August 22, 2007 at 9:42 am
Hi,
I try to extract number from a string, is there a SQL Server function to do that? If not, how to get such function?
Thanks a lot
August 22, 2007 at 9:56 am
I'm sure you will find as many methods to do this as there are developers/DBAs, but this should work for you. Feel free to put this into a UDF for ease of use.
DECLARE @string varchar(100)
SET @string = 'sk123;fja4567afj;as890'
WHILE PATINDEX('%[^0-9]%',@string) <> 0
SET @string = STUFF(@string,PATINDEX('%[^0-9]%',@string),1,'')
SELECT @string
August 22, 2007 at 10:01 am
Actually in my case I need to select street number from a address string, which means if the string is '1234 dummy789 road', I only want to get '1234', not '1234789'.
Thanks
August 22, 2007 at 10:04 am
OK, so can you define in English exactly what you want? Are you looking for all numeric characters prior to the first blank character ' '? Or all numeric characters prior to the first non-numeric?

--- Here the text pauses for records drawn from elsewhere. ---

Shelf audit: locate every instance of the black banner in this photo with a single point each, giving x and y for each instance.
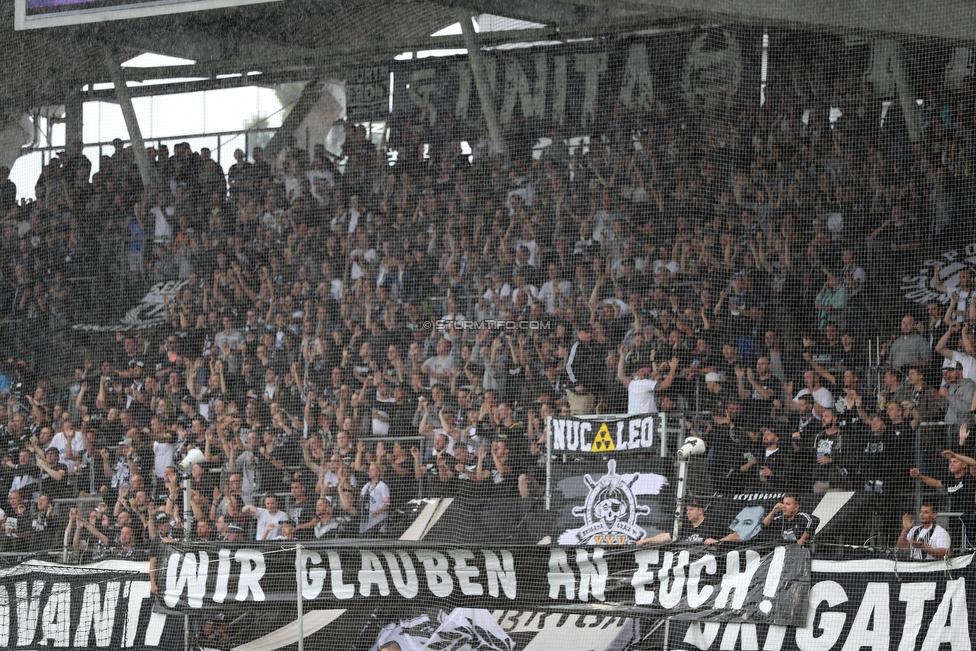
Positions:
(577, 86)
(585, 599)
(637, 434)
(877, 604)
(740, 584)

August 22, 2007 at 10:07 am
all numeric characters prior to the first blank character
August 22, 2007 at 10:19 am
DECLARE @string varchar(100)
SET @string = '12345 Test Address Dr.'
SELECT LEFT(@String,CHARINDEX(' ', @string))

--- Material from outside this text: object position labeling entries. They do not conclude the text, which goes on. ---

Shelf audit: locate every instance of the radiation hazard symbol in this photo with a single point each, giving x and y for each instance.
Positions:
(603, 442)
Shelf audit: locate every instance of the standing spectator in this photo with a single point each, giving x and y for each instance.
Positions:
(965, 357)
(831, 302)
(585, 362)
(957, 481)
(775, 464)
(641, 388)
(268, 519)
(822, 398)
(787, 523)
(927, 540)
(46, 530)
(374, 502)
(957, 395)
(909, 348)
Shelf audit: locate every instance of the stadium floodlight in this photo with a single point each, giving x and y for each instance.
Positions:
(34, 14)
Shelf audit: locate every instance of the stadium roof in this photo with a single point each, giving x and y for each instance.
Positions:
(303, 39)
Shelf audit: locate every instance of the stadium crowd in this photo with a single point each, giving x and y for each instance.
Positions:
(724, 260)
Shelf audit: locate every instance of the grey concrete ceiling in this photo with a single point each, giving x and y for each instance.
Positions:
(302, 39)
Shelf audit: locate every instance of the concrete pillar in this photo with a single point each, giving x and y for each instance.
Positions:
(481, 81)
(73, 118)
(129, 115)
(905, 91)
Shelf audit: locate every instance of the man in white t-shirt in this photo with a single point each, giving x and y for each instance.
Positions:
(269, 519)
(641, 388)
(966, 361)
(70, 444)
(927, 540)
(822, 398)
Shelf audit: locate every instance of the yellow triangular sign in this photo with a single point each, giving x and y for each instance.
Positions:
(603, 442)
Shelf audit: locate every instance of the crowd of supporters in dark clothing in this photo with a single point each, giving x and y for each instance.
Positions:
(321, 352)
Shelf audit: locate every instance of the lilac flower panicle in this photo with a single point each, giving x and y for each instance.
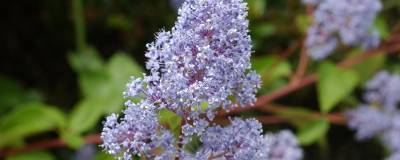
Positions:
(205, 59)
(380, 118)
(137, 133)
(351, 20)
(391, 137)
(284, 146)
(176, 3)
(197, 67)
(242, 139)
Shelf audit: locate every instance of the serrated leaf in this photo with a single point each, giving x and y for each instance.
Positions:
(333, 85)
(171, 120)
(38, 155)
(29, 119)
(312, 131)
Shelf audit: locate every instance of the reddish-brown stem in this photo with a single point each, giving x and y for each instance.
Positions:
(391, 45)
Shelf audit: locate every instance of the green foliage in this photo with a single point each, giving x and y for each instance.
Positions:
(171, 120)
(263, 30)
(333, 85)
(303, 22)
(366, 69)
(38, 155)
(73, 141)
(29, 119)
(12, 94)
(312, 131)
(257, 7)
(102, 88)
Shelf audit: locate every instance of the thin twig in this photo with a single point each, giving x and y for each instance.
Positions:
(391, 45)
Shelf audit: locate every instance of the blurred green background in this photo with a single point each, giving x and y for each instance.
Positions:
(64, 65)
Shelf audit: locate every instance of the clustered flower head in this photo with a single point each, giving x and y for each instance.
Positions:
(380, 117)
(202, 64)
(347, 20)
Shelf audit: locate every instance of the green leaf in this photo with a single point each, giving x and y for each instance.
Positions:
(38, 155)
(312, 131)
(29, 119)
(366, 69)
(86, 115)
(269, 70)
(381, 26)
(257, 7)
(12, 94)
(333, 85)
(74, 141)
(87, 61)
(303, 22)
(103, 92)
(263, 30)
(171, 120)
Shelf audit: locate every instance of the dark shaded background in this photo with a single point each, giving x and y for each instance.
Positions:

August 22, 2007 at 10:24 am
Here it is with the PATINDEX used also:
DECLARE @string varchar(100)
SET @string = '12345 Test Address Dr.'
SELECT LEFT(@String,CHARINDEX(' ', @string)),
LEFT(@string,PATINDEX('%[^0-9]%',@string))
August 23, 2007 at 5:55 am
Not sure if this process could ever by 100% accurate, there will always be some clever dick who sticks random characters and numbers into a house name for example, there are also going to be addresses where the house number is prefixed with "Number" or "No." or a flat with the number 12A etc.
The following should find the first occurrence of a number in a string, although there is never going to be a guarantee that this is the house number.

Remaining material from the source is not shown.